Four of the longest-serving jurors in British history have spoken out about the impact sitting on a 20-month trial has had on their lives.
The group, identified as Julie, Anne-Marie, Paul and Emma, said they struggled to go back to normality after deliberating on the trial of Edwin McLaren and his wife Lorraine for property fraud.
The trial, which began in September 2015 at the High Court in Glasgow, finally ended in May after nearly two years. Edwin McLaren was found guilty and handed an 11-year prison sentence.
Speaking to the BBC, 37-year-old Julie said the trial had a significant impact on her life and she struggled to return to her work at a travel agency when it finished.
“I went back and did two days’ training and then I went two days into the shop. I’ve never been back since,” she said.
“I’ve not given it up yet. I am going through the doctor and trying to get back into it,” she continued, adding she was still struggling several months on.
“I’m really struggling with communication now.

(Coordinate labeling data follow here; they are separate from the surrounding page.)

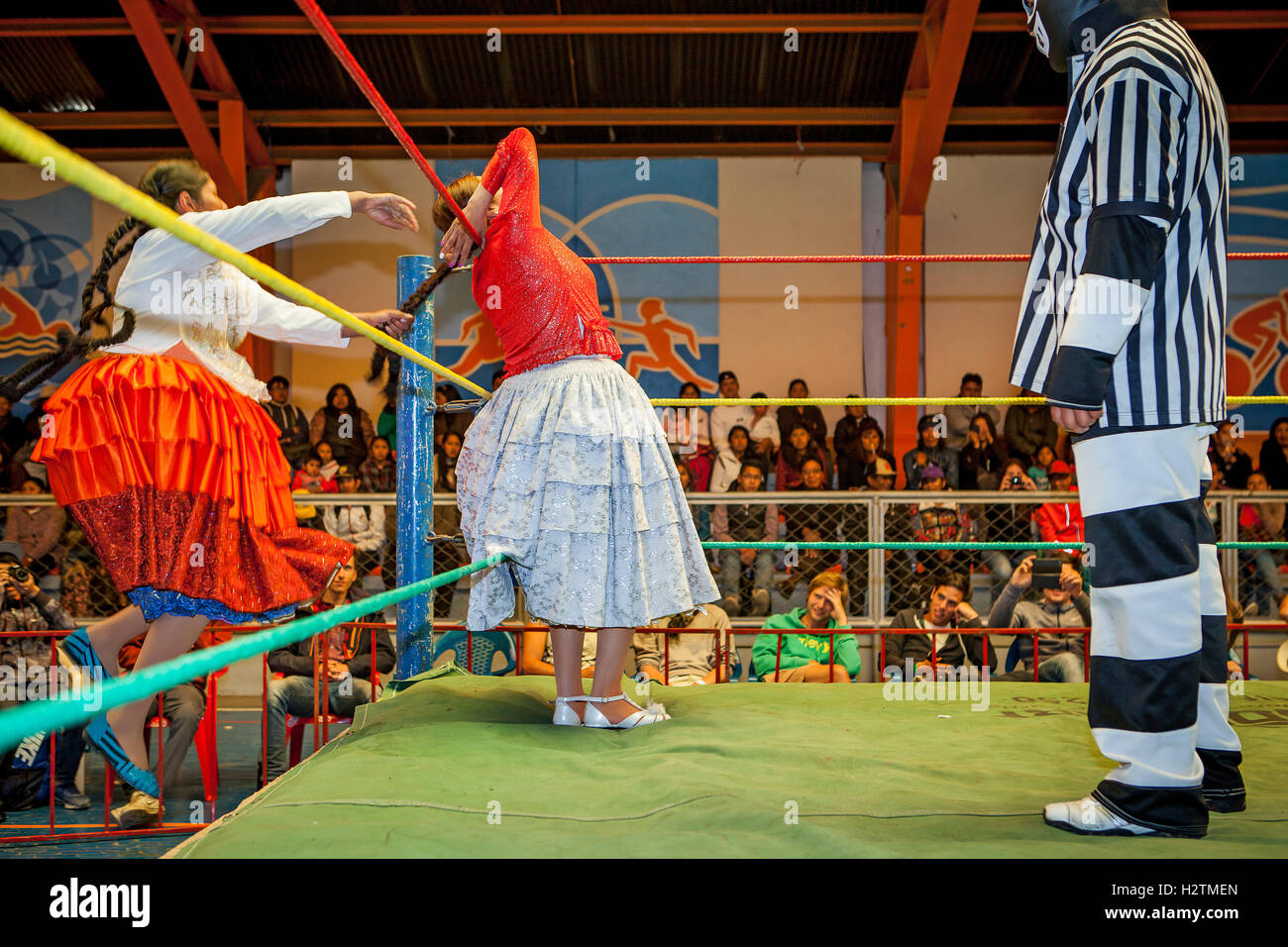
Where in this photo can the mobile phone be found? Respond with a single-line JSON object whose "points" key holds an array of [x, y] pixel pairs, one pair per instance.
{"points": [[1046, 573]]}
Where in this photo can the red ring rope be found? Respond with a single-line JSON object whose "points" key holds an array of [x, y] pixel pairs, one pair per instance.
{"points": [[876, 258], [342, 52]]}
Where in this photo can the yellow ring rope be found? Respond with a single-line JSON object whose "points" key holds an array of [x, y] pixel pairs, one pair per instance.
{"points": [[37, 149]]}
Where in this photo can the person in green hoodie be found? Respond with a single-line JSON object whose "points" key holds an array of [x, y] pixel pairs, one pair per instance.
{"points": [[805, 657]]}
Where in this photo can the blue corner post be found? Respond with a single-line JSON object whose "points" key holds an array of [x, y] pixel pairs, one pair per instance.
{"points": [[415, 475]]}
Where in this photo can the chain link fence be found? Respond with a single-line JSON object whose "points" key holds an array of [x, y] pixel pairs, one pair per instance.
{"points": [[880, 581]]}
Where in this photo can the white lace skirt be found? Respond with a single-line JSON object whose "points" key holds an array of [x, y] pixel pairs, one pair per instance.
{"points": [[566, 470]]}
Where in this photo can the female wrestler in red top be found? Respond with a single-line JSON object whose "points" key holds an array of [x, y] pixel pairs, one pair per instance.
{"points": [[566, 470]]}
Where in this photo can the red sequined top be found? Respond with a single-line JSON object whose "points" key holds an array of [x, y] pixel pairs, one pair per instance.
{"points": [[537, 294]]}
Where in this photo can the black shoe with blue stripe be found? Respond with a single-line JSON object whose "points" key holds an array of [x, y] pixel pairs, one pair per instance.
{"points": [[101, 736], [77, 656]]}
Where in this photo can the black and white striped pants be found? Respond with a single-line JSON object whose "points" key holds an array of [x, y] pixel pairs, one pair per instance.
{"points": [[1158, 699]]}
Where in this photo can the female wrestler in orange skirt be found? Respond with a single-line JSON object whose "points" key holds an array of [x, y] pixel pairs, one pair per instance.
{"points": [[158, 446]]}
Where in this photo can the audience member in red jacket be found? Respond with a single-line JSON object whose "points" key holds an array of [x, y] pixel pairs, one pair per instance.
{"points": [[1060, 522]]}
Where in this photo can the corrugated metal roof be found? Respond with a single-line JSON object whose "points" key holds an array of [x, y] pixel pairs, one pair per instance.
{"points": [[588, 71]]}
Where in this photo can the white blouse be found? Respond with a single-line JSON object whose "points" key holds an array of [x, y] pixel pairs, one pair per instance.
{"points": [[196, 308]]}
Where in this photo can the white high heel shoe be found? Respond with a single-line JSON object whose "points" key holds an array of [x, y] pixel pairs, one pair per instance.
{"points": [[566, 715], [640, 718]]}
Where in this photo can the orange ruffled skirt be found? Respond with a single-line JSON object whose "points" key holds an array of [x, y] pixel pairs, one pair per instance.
{"points": [[181, 489]]}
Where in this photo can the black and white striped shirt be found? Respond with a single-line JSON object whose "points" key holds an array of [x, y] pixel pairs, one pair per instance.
{"points": [[1125, 300]]}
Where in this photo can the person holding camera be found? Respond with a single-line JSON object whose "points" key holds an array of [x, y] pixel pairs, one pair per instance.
{"points": [[25, 607], [984, 455], [1064, 604]]}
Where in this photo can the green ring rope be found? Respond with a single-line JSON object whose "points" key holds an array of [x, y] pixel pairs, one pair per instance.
{"points": [[63, 711]]}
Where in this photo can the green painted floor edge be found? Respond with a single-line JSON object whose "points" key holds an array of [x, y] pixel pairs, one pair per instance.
{"points": [[456, 766]]}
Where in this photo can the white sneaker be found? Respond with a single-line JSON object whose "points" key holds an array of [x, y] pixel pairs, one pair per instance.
{"points": [[566, 715], [595, 718], [1089, 817], [141, 810]]}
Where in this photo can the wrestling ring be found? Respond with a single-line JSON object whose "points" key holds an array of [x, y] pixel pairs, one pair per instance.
{"points": [[456, 764]]}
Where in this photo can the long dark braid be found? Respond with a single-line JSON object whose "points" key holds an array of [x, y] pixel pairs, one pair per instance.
{"points": [[382, 357], [163, 182]]}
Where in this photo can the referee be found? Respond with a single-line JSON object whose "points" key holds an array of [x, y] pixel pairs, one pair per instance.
{"points": [[1124, 330]]}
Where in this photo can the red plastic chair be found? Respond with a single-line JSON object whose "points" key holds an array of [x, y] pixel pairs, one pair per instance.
{"points": [[295, 725]]}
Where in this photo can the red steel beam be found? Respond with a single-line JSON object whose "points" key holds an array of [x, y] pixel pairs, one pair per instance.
{"points": [[870, 151], [187, 112], [918, 137], [220, 81], [588, 118], [425, 25], [948, 48]]}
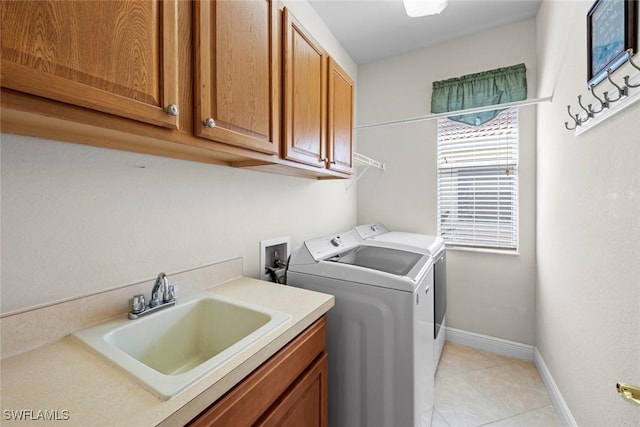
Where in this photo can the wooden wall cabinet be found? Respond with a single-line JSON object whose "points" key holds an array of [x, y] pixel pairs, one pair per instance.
{"points": [[290, 389], [318, 103], [199, 80], [340, 119], [304, 94], [117, 57], [237, 73]]}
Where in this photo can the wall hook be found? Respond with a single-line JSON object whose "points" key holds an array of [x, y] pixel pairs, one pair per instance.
{"points": [[576, 119], [622, 92], [630, 55], [603, 104], [627, 84], [589, 112]]}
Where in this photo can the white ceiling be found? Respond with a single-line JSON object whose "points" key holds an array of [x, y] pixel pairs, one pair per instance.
{"points": [[374, 29]]}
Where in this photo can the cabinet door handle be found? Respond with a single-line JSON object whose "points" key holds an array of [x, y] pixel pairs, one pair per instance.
{"points": [[629, 393], [172, 110]]}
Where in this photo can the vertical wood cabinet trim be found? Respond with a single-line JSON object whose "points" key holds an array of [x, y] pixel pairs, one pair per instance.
{"points": [[29, 80], [170, 83], [206, 82], [336, 72], [259, 393], [291, 151]]}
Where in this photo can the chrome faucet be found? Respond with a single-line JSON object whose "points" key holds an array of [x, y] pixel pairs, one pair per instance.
{"points": [[140, 308]]}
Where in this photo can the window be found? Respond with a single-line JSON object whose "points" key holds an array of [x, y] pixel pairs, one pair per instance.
{"points": [[478, 182]]}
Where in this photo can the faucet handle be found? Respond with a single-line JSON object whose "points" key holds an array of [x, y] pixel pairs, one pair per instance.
{"points": [[170, 295], [138, 304]]}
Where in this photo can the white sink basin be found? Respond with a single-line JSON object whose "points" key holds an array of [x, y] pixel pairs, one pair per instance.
{"points": [[169, 350]]}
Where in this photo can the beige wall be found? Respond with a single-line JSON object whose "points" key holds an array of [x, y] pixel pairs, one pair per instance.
{"points": [[77, 220], [487, 293], [588, 228]]}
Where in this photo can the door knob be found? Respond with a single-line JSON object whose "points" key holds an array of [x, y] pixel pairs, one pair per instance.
{"points": [[629, 393]]}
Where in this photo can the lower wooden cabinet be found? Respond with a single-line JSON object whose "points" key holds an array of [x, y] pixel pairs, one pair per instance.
{"points": [[290, 389]]}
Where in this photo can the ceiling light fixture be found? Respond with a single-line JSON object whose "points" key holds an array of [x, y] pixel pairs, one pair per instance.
{"points": [[417, 8]]}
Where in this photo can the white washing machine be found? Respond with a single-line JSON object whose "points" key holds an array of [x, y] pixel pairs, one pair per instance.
{"points": [[432, 245], [380, 331]]}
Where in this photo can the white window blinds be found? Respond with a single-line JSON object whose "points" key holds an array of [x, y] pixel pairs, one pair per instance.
{"points": [[478, 182]]}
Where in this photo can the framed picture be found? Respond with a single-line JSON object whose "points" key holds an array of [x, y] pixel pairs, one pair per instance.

There should be more psychological support made available for jurors who sit through long trials.”
Anne-Marie said she found it difficult to return to her job as a civil servant.
“It was a totally different way of life for 20 months, and then the day it finished you are back to what is supposed to be normal and it is difficult to adjust.”
The Jury Central Summoning Bureau selects names at random from the electoral register to do jury service, which normally lasts 10 working days but can be longer.
People aged 18 to 75 can be called to sit on a jury, as the age limit was raised from 70 last year.
During jury service, a juror may sit on more than one trial.
Jurors who find a trial distressing can speak to court staff for advice and are urged to contact the Samaritans if necessary.